Mexican land grant in California

Rancho Guejito (Spanish: Rancho Güejito; /es/) is a 13299 acre Mexican land grant in Southern California, approximately seven miles east of Escondido. Established in 1845, it remains one of the few intact Mexican land grants in California and has been the subject of conservation and development debates. The ranch has expanded to a total of 22359 acre through the acquisition of adjacent land.

==History==
In 1845, the 13299 acre Rancho Guejito y Cañada de Palomia was granted by Mexican governor Pio Pico to customs inspector and Justice of the Peace José María Orozco.

With the cession of California to the United States following the Mexican–American War, the 1848 Treaty of Guadalupe Hidalgo provided that the land grants would be honored. As required by the Land Act of 1851, a claim for Guejito y Cañada de Palomea was filed with the Public Land Commission in 1852, and the grant was patented to George W. Hamley on May 24, 1866, affirming his legal ownership.

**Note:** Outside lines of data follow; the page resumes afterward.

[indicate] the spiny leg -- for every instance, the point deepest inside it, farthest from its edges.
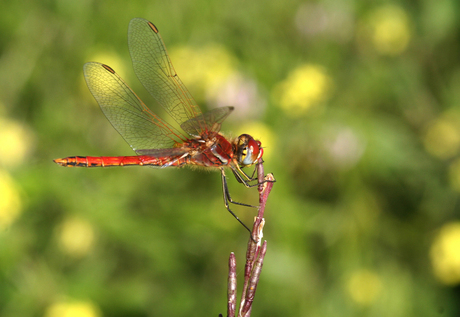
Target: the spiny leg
(228, 199)
(237, 170)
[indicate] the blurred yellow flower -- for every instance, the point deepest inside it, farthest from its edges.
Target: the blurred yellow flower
(75, 237)
(73, 309)
(454, 175)
(445, 254)
(442, 138)
(364, 286)
(305, 87)
(15, 143)
(388, 29)
(203, 69)
(263, 133)
(10, 201)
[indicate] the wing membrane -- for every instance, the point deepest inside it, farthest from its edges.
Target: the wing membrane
(141, 128)
(155, 71)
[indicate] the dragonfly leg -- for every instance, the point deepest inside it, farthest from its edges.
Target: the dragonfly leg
(237, 171)
(228, 199)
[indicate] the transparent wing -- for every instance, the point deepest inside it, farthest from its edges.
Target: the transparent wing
(140, 127)
(155, 71)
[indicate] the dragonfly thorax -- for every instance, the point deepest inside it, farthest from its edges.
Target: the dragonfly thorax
(248, 151)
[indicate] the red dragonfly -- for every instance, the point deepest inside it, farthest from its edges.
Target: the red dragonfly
(156, 142)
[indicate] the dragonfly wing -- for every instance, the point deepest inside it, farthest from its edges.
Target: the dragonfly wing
(212, 119)
(155, 71)
(140, 127)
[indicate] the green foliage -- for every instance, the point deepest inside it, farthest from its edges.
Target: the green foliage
(356, 104)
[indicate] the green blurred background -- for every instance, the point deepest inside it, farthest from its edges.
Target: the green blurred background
(356, 103)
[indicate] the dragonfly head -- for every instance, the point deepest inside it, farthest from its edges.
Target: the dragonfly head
(248, 150)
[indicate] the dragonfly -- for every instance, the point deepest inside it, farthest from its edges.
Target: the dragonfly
(156, 142)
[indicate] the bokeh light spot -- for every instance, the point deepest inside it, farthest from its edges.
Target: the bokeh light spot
(388, 30)
(72, 309)
(75, 237)
(203, 69)
(304, 88)
(442, 138)
(445, 254)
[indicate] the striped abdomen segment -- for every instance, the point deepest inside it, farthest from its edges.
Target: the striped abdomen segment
(105, 161)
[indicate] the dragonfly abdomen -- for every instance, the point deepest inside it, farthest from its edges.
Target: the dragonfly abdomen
(106, 161)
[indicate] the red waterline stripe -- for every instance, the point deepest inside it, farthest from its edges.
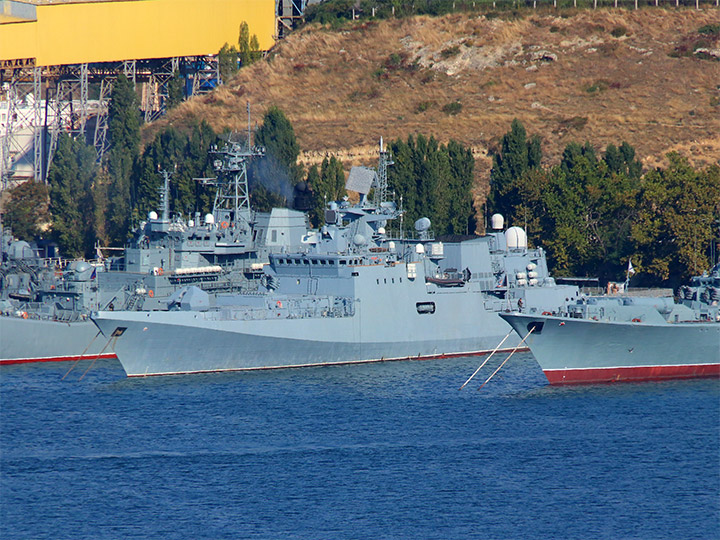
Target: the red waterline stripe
(56, 359)
(631, 374)
(440, 356)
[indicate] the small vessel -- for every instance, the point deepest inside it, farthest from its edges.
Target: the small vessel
(611, 339)
(353, 293)
(45, 301)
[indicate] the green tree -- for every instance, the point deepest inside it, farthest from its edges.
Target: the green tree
(248, 46)
(124, 137)
(186, 157)
(71, 179)
(176, 91)
(516, 155)
(227, 62)
(26, 211)
(679, 211)
(434, 181)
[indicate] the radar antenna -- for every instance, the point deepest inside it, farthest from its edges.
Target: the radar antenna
(233, 192)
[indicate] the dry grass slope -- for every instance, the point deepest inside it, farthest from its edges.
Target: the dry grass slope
(603, 76)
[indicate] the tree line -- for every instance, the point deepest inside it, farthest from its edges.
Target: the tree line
(85, 203)
(595, 211)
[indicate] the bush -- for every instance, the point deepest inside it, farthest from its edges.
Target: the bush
(423, 106)
(452, 108)
(450, 52)
(710, 29)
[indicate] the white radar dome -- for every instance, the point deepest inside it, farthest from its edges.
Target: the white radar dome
(422, 224)
(497, 222)
(516, 238)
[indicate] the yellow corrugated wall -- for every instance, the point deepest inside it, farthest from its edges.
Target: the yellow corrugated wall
(112, 31)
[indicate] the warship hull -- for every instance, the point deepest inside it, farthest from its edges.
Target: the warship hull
(35, 340)
(576, 351)
(164, 343)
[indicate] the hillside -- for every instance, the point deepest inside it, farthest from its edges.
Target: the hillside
(601, 76)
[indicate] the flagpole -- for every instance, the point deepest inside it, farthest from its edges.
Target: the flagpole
(628, 273)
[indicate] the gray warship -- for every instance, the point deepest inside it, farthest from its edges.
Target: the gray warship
(355, 293)
(45, 301)
(614, 339)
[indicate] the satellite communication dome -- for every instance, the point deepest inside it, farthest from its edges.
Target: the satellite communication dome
(422, 224)
(20, 250)
(516, 238)
(497, 222)
(80, 266)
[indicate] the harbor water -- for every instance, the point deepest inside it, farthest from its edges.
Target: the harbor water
(389, 450)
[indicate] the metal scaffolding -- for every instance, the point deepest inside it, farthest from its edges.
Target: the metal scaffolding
(75, 101)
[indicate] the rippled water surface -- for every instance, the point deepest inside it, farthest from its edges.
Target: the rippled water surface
(390, 450)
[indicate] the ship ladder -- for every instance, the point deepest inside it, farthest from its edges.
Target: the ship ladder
(486, 360)
(508, 358)
(113, 338)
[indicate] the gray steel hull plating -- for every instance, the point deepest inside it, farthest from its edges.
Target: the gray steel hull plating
(186, 342)
(33, 340)
(584, 351)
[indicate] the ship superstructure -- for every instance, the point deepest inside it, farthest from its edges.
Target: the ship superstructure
(625, 338)
(353, 293)
(45, 301)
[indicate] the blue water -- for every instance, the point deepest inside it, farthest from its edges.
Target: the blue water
(390, 450)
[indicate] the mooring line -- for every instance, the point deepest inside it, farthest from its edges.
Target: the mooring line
(98, 356)
(486, 360)
(508, 358)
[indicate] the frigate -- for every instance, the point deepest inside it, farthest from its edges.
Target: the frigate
(45, 301)
(626, 338)
(356, 292)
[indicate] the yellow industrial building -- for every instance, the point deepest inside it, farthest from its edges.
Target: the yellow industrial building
(55, 33)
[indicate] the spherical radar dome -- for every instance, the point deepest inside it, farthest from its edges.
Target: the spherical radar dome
(516, 238)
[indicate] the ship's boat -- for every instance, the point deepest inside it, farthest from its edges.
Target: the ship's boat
(626, 338)
(355, 292)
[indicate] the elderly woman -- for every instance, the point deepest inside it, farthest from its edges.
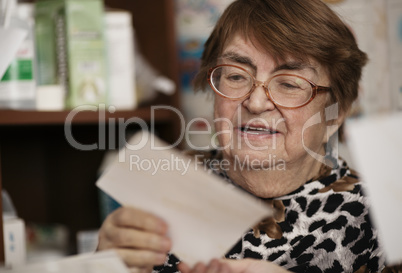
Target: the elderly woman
(285, 74)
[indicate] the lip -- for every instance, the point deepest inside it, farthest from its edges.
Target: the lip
(256, 130)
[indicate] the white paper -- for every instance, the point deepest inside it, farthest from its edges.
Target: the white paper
(10, 39)
(206, 216)
(375, 144)
(99, 262)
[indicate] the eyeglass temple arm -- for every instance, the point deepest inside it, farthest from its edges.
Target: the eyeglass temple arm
(322, 89)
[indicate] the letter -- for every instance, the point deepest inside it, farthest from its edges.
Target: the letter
(166, 166)
(102, 127)
(188, 132)
(156, 166)
(198, 161)
(112, 129)
(182, 123)
(134, 163)
(67, 129)
(224, 165)
(186, 166)
(149, 164)
(122, 133)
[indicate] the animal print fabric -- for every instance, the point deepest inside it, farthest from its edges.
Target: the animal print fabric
(324, 226)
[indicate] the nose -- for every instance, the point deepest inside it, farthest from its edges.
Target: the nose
(259, 101)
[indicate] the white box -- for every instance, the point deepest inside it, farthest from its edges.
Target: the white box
(14, 242)
(120, 51)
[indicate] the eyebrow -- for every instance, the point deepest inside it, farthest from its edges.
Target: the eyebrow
(235, 57)
(295, 66)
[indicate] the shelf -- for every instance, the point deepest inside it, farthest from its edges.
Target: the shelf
(16, 117)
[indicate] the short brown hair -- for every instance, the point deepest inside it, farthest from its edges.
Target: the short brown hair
(298, 28)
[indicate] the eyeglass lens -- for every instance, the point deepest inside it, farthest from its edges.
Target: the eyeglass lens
(233, 82)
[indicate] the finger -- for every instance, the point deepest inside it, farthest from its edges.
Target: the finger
(140, 270)
(213, 266)
(141, 258)
(135, 218)
(199, 268)
(183, 267)
(131, 238)
(225, 268)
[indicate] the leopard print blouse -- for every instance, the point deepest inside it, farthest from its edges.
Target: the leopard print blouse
(324, 226)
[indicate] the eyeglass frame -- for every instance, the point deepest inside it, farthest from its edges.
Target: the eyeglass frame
(315, 88)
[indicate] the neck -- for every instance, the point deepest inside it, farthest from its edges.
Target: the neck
(277, 181)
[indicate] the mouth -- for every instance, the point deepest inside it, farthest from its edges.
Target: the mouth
(257, 130)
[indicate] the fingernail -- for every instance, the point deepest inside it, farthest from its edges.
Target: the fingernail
(160, 258)
(165, 244)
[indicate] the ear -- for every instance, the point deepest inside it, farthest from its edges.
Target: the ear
(334, 120)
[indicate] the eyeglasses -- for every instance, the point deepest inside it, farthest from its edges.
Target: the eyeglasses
(284, 90)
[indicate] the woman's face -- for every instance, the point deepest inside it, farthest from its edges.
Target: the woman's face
(254, 131)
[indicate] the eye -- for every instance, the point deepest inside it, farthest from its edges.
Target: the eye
(236, 77)
(290, 85)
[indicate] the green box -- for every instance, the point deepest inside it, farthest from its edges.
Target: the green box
(71, 49)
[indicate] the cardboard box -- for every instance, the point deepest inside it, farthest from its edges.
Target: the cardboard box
(14, 242)
(71, 49)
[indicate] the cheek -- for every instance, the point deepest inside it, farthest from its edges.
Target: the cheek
(224, 111)
(306, 127)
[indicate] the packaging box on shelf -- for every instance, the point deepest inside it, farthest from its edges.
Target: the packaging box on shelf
(71, 49)
(121, 63)
(14, 242)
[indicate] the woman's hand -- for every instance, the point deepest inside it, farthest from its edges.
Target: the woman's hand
(233, 266)
(137, 236)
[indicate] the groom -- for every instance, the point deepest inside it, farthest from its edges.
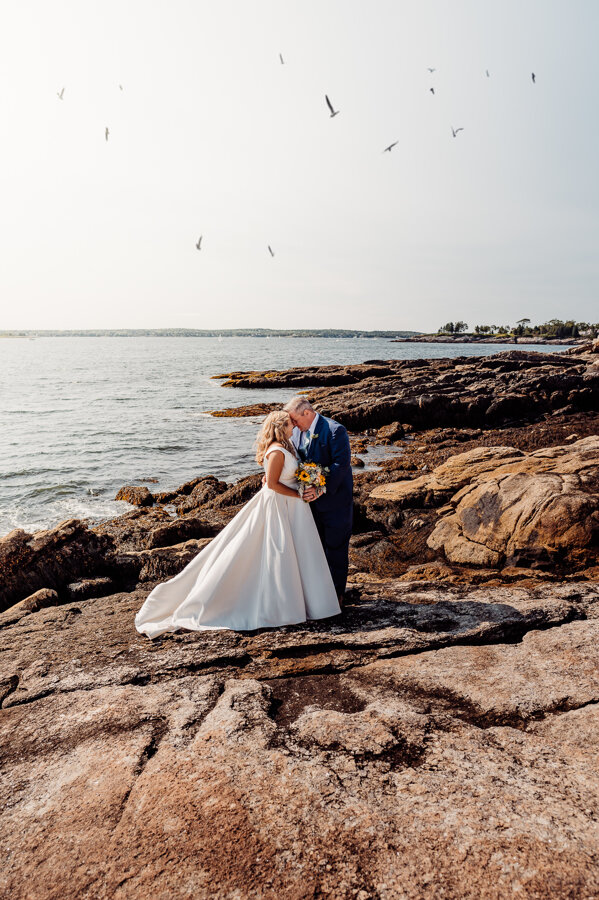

Following Hamley's ownership, the land changed hands multiple times, with subsequent owners expanding its boundaries through the purchase of adjacent properties. By the late 20th century, the total acreage had grown to approximately 22000 acre.

Subsequent owners purchased adjacent properties, expanding the total acreage to about 22000 acre.

In 1974, the state parks division recommended acquiring Rancho Guejito as a park and nature reserve, but the purchase was vetoed by incoming Gov. Jerry Brown due to the cost. In 1974, industrialist Benjamin Coates purchased the land for $10 million. Since then, the land has remained mostly undeveloped and used as a cattle ranch.

Coates died in 2004. The land is owned by The Rancho Guejito Corporation, headed by Coates's daughter Theodate Coates.

Between 2003 and 2007, approximately 93 percent of the area was burned in several wildfires. An October 22, 2007 fire that began in the San Pasqual Valley near Guejito Creek, which is across the highway from Rancho Guejito, was dubbed the "Guejito Fire." The Guejito Fire merged into the Witch Fire early on October 22, which went on to burn homes in Rancho Bernardo and resulted in two deaths. The fires later resulted in settlements from utilities related to power lines that ignited the fire.

==Modern development==
The ranch taps a water supply deep below the surface of the ground, which has facilitated its investment in agriculture and the expansion of its historic cattle ranching business. Starting in 2007, the ranch has planted approximately 500 acres of organic avocado groves, citrus trees and wine grapes. The ranch has pioneered local adoption of water-efficient technology including moisture sensors and a high-density planting method, allowing it to grow crops with one-fourth of the water used by other growers.

In 2009, representatives from The Rodney Co. contacted the county to discuss plans for developing the tract. Representatives proposed building approximately 10,000 homes and preserving about 16,000 of the 22000 acre in its natural state. Conservationists and residents of nearby communities have opposed development of the land.

In 2022, after 177 years of selling ranch-raised beef at auction, Rancho Guejito launched a direct-to-consumer beef program.